The Sram 22, Red, Force or Rival mechanical derailleurs are certainly the easiest to set up and adjust. Let’s see how to do…
The tools
To mount and adjust the Sram 22 derailleurs, you will need 2.5, 4 and 5 mm allen wrenches, a Phillips screwdriver, grease and a torque wrench to finish the torque. Depending on the type of front and rear derailleurs hanger, don’t forget to add the appropriate keys.
Pictures © Frédéric Iehl
Time and difficulty
The installation and adjustment of the Sram 22 derailleurs are very easy operations since the front derailleur has adjustment targets that guarantee precise positioning the first time or almost. There is no real way to make a mistake…
Stage 1

You must start by checking the tightening and alignment of the hanger. This is essential before starting to set up the Sram 22 derailleur.
Stage 2
We will grease the derailleur hanger before fixing the rear derailleur.

Stage 3

The rear derailleur is then fixed with a 5 mm key.
Be careful not to crush this part above the blue screw on the derailleur leg.


Once this is done, we make sure that the rear derailleur is movable. There is no recall spring.
Stage 4
We will temporarily tighten the derailleur collar.

Stage 5

The front derailleur is then fixed to its collar by tightening it tightly.
Stage 6
Then tighten the derailleur screw closest to the seat tube to bring the fork above the large chainring.

Stage 7

Under the blue arrow, there is a (used) mark that serves as an adjustment target. We must place the target above the top of the teeth of the large chainring. We are then at the right height.
Stage 8
For the alignment of the derailleur, there are also targets. This one, a blue arrow, is located on the front of the derailleur.
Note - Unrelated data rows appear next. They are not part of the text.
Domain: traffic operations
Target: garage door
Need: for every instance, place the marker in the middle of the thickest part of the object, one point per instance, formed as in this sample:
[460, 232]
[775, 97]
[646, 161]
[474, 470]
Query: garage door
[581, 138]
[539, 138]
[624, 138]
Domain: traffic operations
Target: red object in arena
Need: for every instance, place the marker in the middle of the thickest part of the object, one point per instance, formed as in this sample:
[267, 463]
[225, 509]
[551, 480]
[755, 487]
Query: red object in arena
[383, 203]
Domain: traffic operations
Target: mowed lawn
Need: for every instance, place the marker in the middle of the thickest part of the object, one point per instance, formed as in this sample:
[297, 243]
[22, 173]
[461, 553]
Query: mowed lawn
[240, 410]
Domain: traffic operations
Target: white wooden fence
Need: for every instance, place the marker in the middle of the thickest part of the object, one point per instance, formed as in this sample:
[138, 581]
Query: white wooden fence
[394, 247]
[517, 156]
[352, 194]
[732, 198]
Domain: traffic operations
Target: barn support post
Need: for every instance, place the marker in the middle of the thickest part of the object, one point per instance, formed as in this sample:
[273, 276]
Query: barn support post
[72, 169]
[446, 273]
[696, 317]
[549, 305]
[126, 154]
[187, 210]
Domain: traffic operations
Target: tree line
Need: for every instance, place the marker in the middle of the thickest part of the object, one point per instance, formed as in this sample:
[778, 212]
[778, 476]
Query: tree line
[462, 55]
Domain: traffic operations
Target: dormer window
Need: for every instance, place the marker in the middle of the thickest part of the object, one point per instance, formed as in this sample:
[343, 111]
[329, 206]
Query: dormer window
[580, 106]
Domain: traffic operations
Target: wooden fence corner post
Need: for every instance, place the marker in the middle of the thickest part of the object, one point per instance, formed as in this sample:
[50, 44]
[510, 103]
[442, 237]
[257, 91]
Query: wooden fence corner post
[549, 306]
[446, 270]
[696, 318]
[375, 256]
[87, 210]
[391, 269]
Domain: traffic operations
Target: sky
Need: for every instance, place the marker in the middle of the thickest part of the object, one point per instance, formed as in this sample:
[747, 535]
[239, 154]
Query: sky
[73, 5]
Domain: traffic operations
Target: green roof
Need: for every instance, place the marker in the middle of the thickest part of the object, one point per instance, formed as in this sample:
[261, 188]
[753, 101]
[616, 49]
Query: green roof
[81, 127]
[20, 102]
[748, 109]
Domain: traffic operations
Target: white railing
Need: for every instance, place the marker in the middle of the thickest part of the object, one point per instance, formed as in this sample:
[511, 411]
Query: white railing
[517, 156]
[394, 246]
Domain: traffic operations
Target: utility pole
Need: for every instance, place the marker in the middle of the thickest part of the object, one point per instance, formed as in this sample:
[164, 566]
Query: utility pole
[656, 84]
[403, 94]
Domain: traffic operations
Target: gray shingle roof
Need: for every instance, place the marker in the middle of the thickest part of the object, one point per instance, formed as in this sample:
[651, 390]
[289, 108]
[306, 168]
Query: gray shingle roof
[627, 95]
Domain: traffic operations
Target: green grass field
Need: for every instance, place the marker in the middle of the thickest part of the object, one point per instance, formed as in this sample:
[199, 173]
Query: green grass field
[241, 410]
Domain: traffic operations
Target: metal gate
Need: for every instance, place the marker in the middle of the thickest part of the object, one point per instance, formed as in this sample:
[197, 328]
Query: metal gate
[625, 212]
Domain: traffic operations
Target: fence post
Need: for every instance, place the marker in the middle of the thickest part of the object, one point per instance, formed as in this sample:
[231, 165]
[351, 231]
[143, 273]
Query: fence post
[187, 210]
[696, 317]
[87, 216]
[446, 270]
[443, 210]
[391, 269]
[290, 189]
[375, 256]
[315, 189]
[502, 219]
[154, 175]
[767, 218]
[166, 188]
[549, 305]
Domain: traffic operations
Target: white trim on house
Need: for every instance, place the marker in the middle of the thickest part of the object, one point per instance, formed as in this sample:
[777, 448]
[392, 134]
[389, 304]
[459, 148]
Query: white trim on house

On the back of the front derailleur, there is one too. We must align the two targets with the teeth of the large chainring. You move the derailleur, or its collar, until you get the right alignment.
Don’t forget to loosen the screw that was used to keep the chainring in the right place.

Stage 9

We tighten the collar or the front derailleur on his paw.
The collar is then blocked, to ensure a « stable » fixation.

Stage 10

The rear derailleur has three adjustment screws that can be handled with a cruciform turn. Screw A is for the internal stop, Screw B for the external stop. The C screw is used to move the pebble train away from the sprockets.

Stage 11
We then look at where the derailleur pulleys passes in relation to the large sprockets when the chain is on it. There must never be more or less than 6 mm of distance.

Stage 12

The C screw is then acted to move the pulleys away, in the direction of the green arrow. Or to bring them closer together, in the direction of the orange arrow.
This adjustment is essential, because it allows free and silent gears. If the pulleys train is too far away, the winding of the chain will be insufficient and the passage from one sprocket to another will be less fluid. If the pulleys train is too close, the teeth of the pulley can interfere with those of the sprocket. At best it will be noisy, at worst there will be breakage.
Stage 13
As long as we are on a small chainring-large sprocket, we act on the A screw so that the derailleur is positioned perfectly. By tightening (green arrow), it is moved away from the rays. By loosening (orange arrow) he is allowed to climb on the last sprocket. The adjustment is done at the cruciform.

Stage 14

We go to the large chainring and the small sprocket. We now act on the B screw to best place the pulleys train. In the green direction we move it away from the frame, in the orange direction we bring it closer to it.

Stage 15

Screw A is the internal stop, the B is the external. It is a logical arrangement.
Stage 16
We will place the chain on the large sprocket and the small chainring.


We then look in the derailleur before how the chain passes.
We then act on the A screw to clear (orange arrow) the fork. If we want to bring it closer, we squeeze in the direction of the green arrow. The pedaling must be silent. The chain must close to the fork.

Stage 17

We then place the chain on big chainring/small sprocket.
First, we make sure that the chain can go up. And especially that once she is on the big chainring, she stays there and without noise!


We are now acting on the B screw to prevent the chain from going too far. Tightening in the green direction. If the chain makes noise or does not go up, we loosen, in an orange direction.
Now all that remains is to adjust the indexation, the adjustment of the Sram 22 derailleurs is done.